The revival of old franchises has also rekindled a lot of talk about truly challenging games versus unfair games. Bionic Commando, for example, is a tough journey because you have to re-think everything you thought you knew about game physics. You unconsciously hit a jump button that's not there; you have to scale up, not out. Suddenly, a simple obsticle with an enemy soldier lying in wait behind it becomes a small puzzle because you cannot initiate a death from above. Not in the traditional goomba-stompin' manner paved by Mario.
My pick for hardest game doesn't make GameTrailer's list, but it will burn on in my heart like a cinder: Breath of Fire: Dragon Quarter. Capcom's fifth installment in its famous RPG franchise about swords and dragons was anything but traditional. Dragon Quarter takes place in a congested underground world that's as hostile as a baboon pen during mating season. Everything is out to kill the main character, Ryu--including the less-than-benevolent dragon spirit that posesses him.
In Dragon Quarter, you are expected to die. It's the only way you learn how to fight and in fact, dying is the only way to see the entire story. It's not exactly hard to perish, given that enemies fight strategtically and force you to do the same in every single battle. But the system is so beautifully thought out and so balanced that if you die, you have nobody to blame but yourself and your rashness.

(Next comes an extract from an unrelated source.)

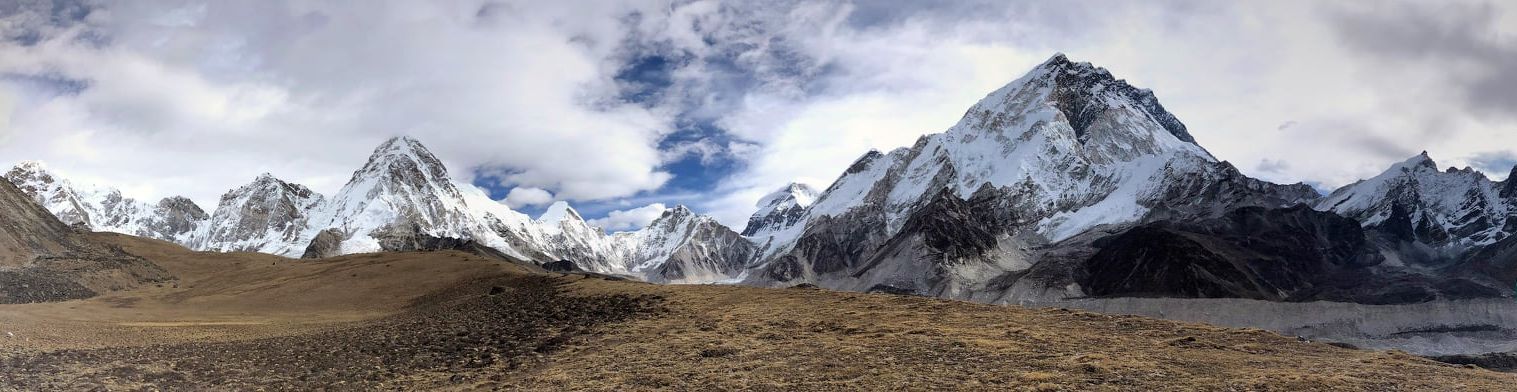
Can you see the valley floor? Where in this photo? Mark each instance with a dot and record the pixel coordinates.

It's probably why I appreciate Dragon Quarter as one of the greatest RPGs in console history but can't bring myself to finish it. I admit I'm not a heavy thinker or wizard problem solver, especially when I'm playing video games. I play games to relax. I'm not much for strategy, especially not real-time strategy, which makes me break out into a sweat.
Unfortunately, idiots like me are killing the RPG genre. Dragon Quarter sold very poorly thanks to its radical design, dooming RPGs to a thousand years of swords, menu commands and destined orphans with burnt hometowns.
I'm really sorry I'm such a wuss when it comes to genuinely challenging games.